Il Mattino di Padova -

Galimberti La sfida delle macchine

Un’analisi critica ma affascinante delle sfide etiche, sociali e psicologiche poste dall’avanzamento tecnologico, esplorando come questi strumenti stiano riscrivendo le dinamiche della nostra esistenza. Una riflessione sul significato di essere umani in un’era dominata dall’intelligenza artificiale, dalla realtà virtuale e dalla connettività pervasiva, cercando di comprendere come mantenere la nostra umanità intatta. Ieri sera Umberto Galimberti ha conquistato – come sempre accade – il pubblico padovano, riunito nella platea del multisala Pio X, per la lectio magistralis “L’uomo nell’età della tecnologia”, nell’ambito del Galileo Festival. Un’iniziativa promossa dal Comune di Padova, ItalyPost, Gruppo Nem, e curata da Goodnet Territori in Rete. In apertura, l’introduzione di Enrico Pucci, caporedattore dei nostri giornali, e i saluti dell’assessora comunale Margherita Cera: «È un appuntamento molto atteso dalla nostra città, per noi l’innovazione è un tema cruciale, che ci pone di fronte a sfide non semplici».

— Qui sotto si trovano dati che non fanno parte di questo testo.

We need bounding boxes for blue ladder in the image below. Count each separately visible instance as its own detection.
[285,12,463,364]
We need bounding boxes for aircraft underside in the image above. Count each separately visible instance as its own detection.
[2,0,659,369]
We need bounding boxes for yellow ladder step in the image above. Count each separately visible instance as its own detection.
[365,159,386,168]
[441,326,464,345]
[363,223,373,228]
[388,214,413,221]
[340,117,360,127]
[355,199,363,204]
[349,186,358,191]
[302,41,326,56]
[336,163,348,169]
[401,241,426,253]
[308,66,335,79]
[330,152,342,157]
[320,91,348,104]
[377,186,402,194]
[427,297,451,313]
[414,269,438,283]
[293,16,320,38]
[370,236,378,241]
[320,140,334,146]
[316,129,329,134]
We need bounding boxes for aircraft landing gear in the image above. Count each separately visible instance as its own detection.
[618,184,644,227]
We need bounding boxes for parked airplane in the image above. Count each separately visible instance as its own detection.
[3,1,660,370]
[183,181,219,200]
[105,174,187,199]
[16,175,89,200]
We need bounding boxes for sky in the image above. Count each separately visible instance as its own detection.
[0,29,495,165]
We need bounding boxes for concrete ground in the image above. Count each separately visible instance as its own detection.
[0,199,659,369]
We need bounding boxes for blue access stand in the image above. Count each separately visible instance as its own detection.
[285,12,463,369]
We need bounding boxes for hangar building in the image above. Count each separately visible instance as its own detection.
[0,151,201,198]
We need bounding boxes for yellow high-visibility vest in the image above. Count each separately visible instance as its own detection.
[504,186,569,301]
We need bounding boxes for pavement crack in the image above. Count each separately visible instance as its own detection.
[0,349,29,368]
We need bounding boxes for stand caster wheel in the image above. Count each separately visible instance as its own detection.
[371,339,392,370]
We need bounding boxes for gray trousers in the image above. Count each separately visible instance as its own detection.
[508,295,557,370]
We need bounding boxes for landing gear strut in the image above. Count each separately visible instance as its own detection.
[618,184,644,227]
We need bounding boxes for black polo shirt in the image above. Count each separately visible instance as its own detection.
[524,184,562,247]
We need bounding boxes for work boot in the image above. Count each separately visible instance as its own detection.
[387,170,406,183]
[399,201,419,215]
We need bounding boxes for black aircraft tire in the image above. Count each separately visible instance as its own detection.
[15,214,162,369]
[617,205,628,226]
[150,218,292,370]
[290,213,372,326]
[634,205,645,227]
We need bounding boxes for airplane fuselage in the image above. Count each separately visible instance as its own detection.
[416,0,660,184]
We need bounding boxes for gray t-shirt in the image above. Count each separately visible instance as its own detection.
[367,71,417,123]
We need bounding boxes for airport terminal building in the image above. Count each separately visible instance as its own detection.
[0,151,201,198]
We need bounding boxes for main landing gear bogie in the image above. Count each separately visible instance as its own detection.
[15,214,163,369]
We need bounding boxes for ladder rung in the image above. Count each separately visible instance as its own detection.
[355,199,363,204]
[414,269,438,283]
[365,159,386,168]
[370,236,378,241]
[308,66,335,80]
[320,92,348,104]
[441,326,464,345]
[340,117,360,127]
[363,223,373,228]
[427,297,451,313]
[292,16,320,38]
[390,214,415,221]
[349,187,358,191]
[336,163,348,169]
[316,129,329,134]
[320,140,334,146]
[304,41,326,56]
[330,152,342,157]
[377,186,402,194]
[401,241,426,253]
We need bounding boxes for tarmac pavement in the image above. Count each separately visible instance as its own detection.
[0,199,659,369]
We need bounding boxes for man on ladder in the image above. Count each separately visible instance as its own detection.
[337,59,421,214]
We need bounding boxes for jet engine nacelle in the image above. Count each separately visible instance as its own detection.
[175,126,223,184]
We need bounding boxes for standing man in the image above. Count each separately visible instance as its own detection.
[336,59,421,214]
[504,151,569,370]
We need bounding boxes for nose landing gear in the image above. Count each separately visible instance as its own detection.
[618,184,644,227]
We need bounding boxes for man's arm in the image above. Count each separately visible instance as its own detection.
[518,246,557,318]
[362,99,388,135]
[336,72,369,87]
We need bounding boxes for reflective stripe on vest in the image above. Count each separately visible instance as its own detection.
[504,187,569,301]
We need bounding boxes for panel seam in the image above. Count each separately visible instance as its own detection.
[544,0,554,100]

Cos’è la tecnica? «Non è la tecnologia», premette Galimberti, 82 anni, filosofo, saggista e psicoanalista. «La tecnica non è un mezzo, è un mondo». Ma andiamo con ordine. «Il problema della tecnica nasce nel mondo greco», racconta il professore, «ma la tecnica che avevano a disposizione era modesta e potevano pensare fosse uno strumento buono o cattivo a seconda dell’uso».
La cultura greca viene soppressa dal Cristianesimo. «Che non è solo una religione, è una cultura: tutto è cristiano in Occidente», osserva Galimberti. E aggiunge: «Il Cristianesimo ha avuto il colpo di genio di dire agli uomini: “Non morirete mai”. Ma quando quella promessa che garantisce la salvezza finisce, crolla tutto e si entra nell’età del nichilismo, dove manca lo scopo, la risposta al perché, e tutti i valori si svalutano». Si arriva poi al Seicento, al metodo scientifico, che «i ragazzi non conoscono, perché non si insegnano le scienze a scuola e poi crescono i no vax».
Il viaggio nella storia della tecnica arriva ai giorni nostri, passando per i maggiori pensatori.
Da Platone a Tommaso d’Aquino, da Kant a Nietzsche. Fino a Heidegger: «In un intervista del 1968 dice “Tutto funziona, questo è l’inquietante”. E il funzionare induce un altro funzionare, in un processo all’infinito senza uno scopo. Perché la tecnica non dischiude un orizzonte di senso, non apre scenari di salvezza: la tecnica funziona, ma al di là della funzionalità non c’è altro».
Gli effetti di questo scenario si vedono nella politica e nell’etica. «Oggi la politica non è più il luogo della decisione, perché per decidere guarda l’economia che a sua volta guarda le novità tecnologiche», afferma il filosofo, «e l’etica sta ancora peggio: non abbiamo un’etica all’altezza della tecnica».
Non sono mancate le riflessioni sui giovani: «Bevono e si drogano perché si vogliono anestetizzare dall’angoscia che provano quando sporgono lo sguardo sul futuro». E sull’ambiente: «Per evitare la catastrofe, dobbiamo smetterla con l’antropocentrismo e sostituirlo con il biocentrismo . Potremo andare anche su Marte, ma al momento è solo qui che possiamo vivere».
E ancora, sullo stato di salute della democrazia: «Quando vedo i numeri dell’astensione, capisco che ci siamo abituati a una vita democratica e pensiamo stia in piedi da sola, ma non è così: vive solo e la facciamo vivere, altrimenti abbiamo altri regimi». Applauso.